A Justice Department press release has the details:
Under the Justice Department’s plan approved by the court -- which was developed in consultation with experts in school desegregation, school facilities, school financing and parent and community engagement -- the district will consolidate the virtually all-black D.M. Smith Middle School with the historically white Margaret Green Junior High School. The district will also consolidate the virtually all-black East Side High School with the historically white Cleveland High School. Further, the district will review its existing educational programs and identify new programs for the consolidated schools, address staffing considerations and perform necessary maintenance and upgrades to facilities.

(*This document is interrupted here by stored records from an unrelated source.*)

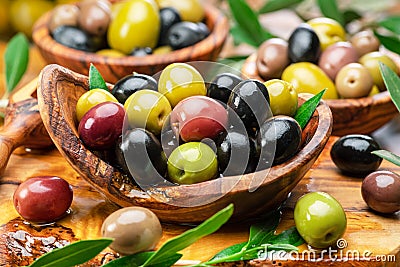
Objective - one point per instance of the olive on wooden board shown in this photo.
(352, 154)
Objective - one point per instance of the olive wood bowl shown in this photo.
(350, 116)
(113, 69)
(58, 91)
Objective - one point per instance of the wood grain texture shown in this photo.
(113, 69)
(362, 115)
(58, 86)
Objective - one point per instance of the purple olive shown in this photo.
(101, 126)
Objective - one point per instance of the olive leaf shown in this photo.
(72, 254)
(305, 111)
(16, 58)
(96, 81)
(330, 9)
(187, 238)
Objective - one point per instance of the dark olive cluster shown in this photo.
(108, 29)
(320, 54)
(194, 132)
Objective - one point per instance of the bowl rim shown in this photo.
(62, 130)
(44, 41)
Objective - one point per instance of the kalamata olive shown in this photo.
(101, 126)
(183, 34)
(304, 45)
(365, 42)
(43, 199)
(272, 58)
(336, 56)
(75, 38)
(134, 229)
(95, 16)
(221, 86)
(168, 17)
(353, 81)
(380, 190)
(64, 15)
(352, 154)
(279, 139)
(129, 84)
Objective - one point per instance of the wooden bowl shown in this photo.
(359, 115)
(113, 69)
(58, 92)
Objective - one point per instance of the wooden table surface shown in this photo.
(366, 231)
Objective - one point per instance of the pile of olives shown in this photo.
(133, 27)
(319, 54)
(182, 130)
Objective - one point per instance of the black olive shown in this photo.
(304, 45)
(75, 38)
(168, 17)
(352, 154)
(279, 139)
(132, 83)
(250, 101)
(183, 34)
(221, 86)
(233, 147)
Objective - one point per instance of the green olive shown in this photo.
(307, 77)
(136, 24)
(283, 97)
(371, 62)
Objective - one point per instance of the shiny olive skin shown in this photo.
(380, 190)
(43, 199)
(134, 229)
(250, 101)
(237, 153)
(304, 45)
(101, 126)
(132, 83)
(64, 15)
(76, 38)
(168, 17)
(282, 131)
(141, 152)
(272, 58)
(221, 86)
(352, 154)
(184, 34)
(336, 56)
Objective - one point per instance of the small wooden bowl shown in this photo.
(113, 69)
(359, 115)
(58, 92)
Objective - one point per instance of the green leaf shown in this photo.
(390, 42)
(391, 23)
(389, 156)
(187, 238)
(72, 254)
(247, 20)
(96, 81)
(305, 111)
(392, 82)
(16, 58)
(275, 5)
(330, 9)
(140, 258)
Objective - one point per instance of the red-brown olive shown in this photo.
(380, 190)
(43, 199)
(134, 229)
(304, 45)
(352, 154)
(272, 58)
(336, 56)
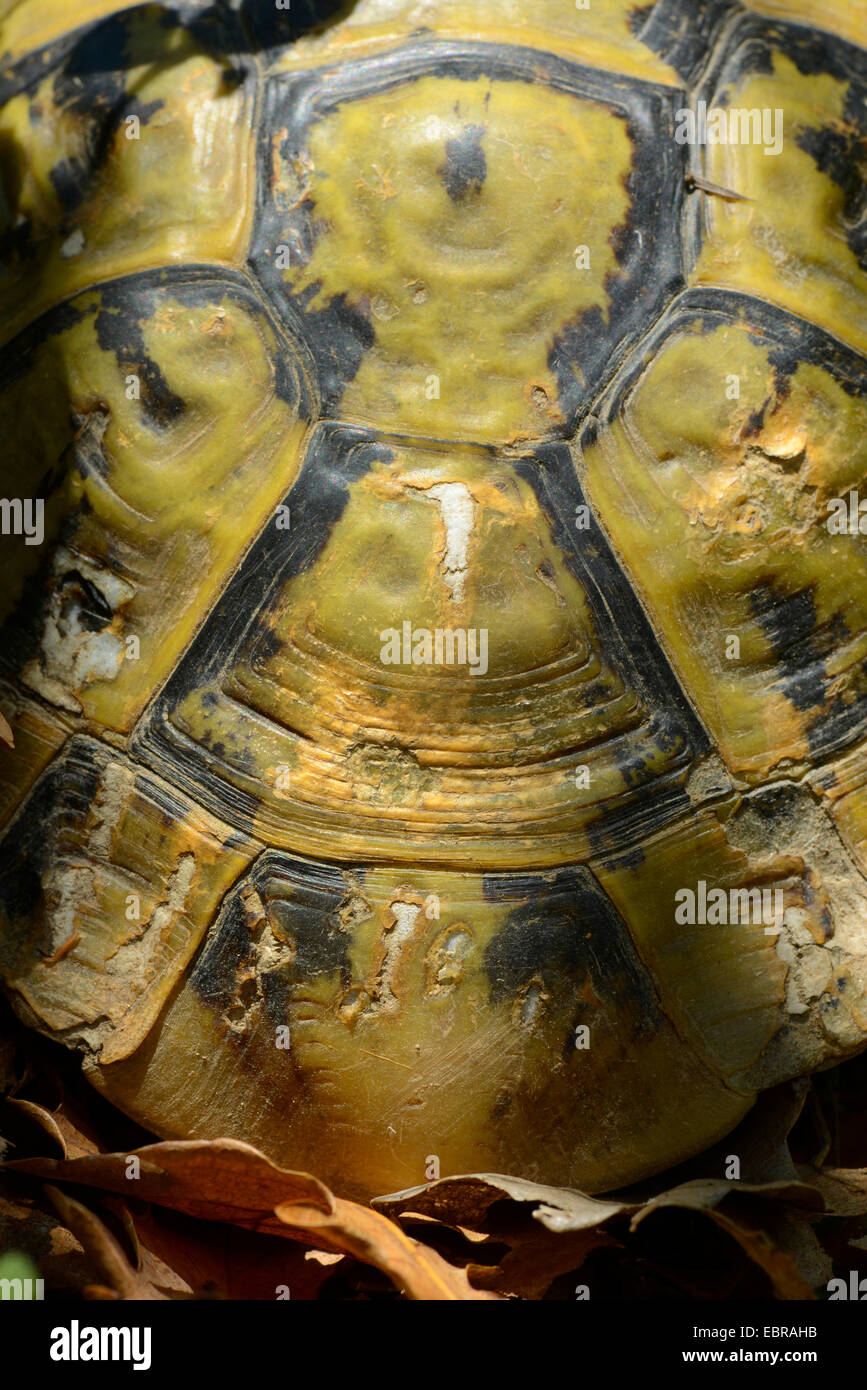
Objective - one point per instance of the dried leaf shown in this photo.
(416, 1269)
(211, 1179)
(102, 1247)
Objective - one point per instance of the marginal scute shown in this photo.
(603, 35)
(438, 695)
(714, 474)
(110, 880)
(38, 731)
(799, 238)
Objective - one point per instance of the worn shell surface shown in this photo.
(434, 597)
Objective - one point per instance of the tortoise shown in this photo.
(434, 590)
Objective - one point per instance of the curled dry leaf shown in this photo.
(578, 1225)
(416, 1269)
(232, 1182)
(117, 1273)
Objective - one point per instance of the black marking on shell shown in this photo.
(300, 900)
(341, 332)
(63, 795)
(466, 166)
(118, 330)
(566, 933)
(336, 456)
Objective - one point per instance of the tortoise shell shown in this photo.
(434, 584)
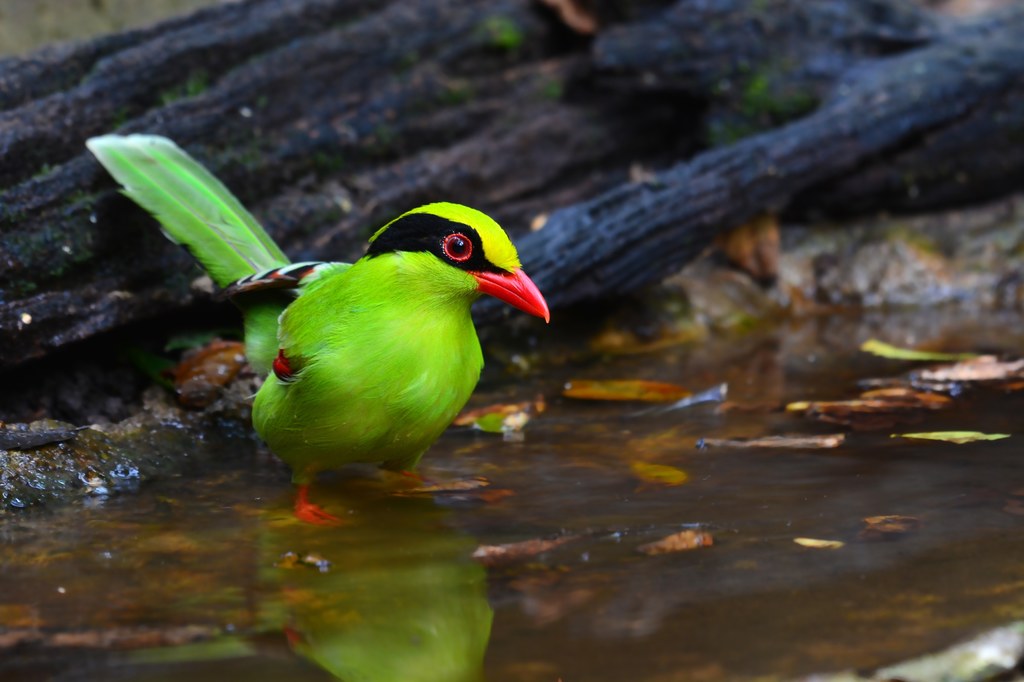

Cleveland is one of those fine old southern towns that's literally divided by railroad tracks, with most African-Americans on the east side and whites on the west. The court tossed two proposals put forward by the school district as unconstitutional, and gave the city a stern wag of the finger, noting
the delay in desegregation has deprived generations of students of the constitutionally-guaranteed right of an integrated education. Although no court order can right these wrongs, it is the duty of the [d]istrict to ensure that not one more student suffers under this burden.
U.S. District Judge Debra Brown ordered the schools to submit a timeline for implementing the decision within 21 days; the Jackson Clarion-Ledger reports the Bolivar County Board of Education is still reviewing the decision; the board's attorney, Holmes Adams, says the board will decide whether to appeal, but first has to study the 96-page opinion. So hooray, the case could drag on for a few more years! A Cleveland attorney who assisted the Justice Department in drawing up the desegregation plan, Ellis Turnage, said that compared to other parts of the Mississippi Delta, more white students attend public schools in Cleveland; the Clarion-Ledger rather noncommittally says Turnage "said it will be interesting to see if whites stay or leave the district if the secondary schools are consolidated." Yes, that would indeed be interesting.
The Mississippi NAACP released a statement praising the decision but also noting that
Cleveland is not unique in this effort, as there are over 40 school districts still under a federal mandate to remove all vestiges of segregation in Mississippi and hundreds throughout the South. Many Mississippi towns are divided by the symbolic and, in some cases, actual railroad tracks. This separation is often mirrored by alarming resource and academic disparities.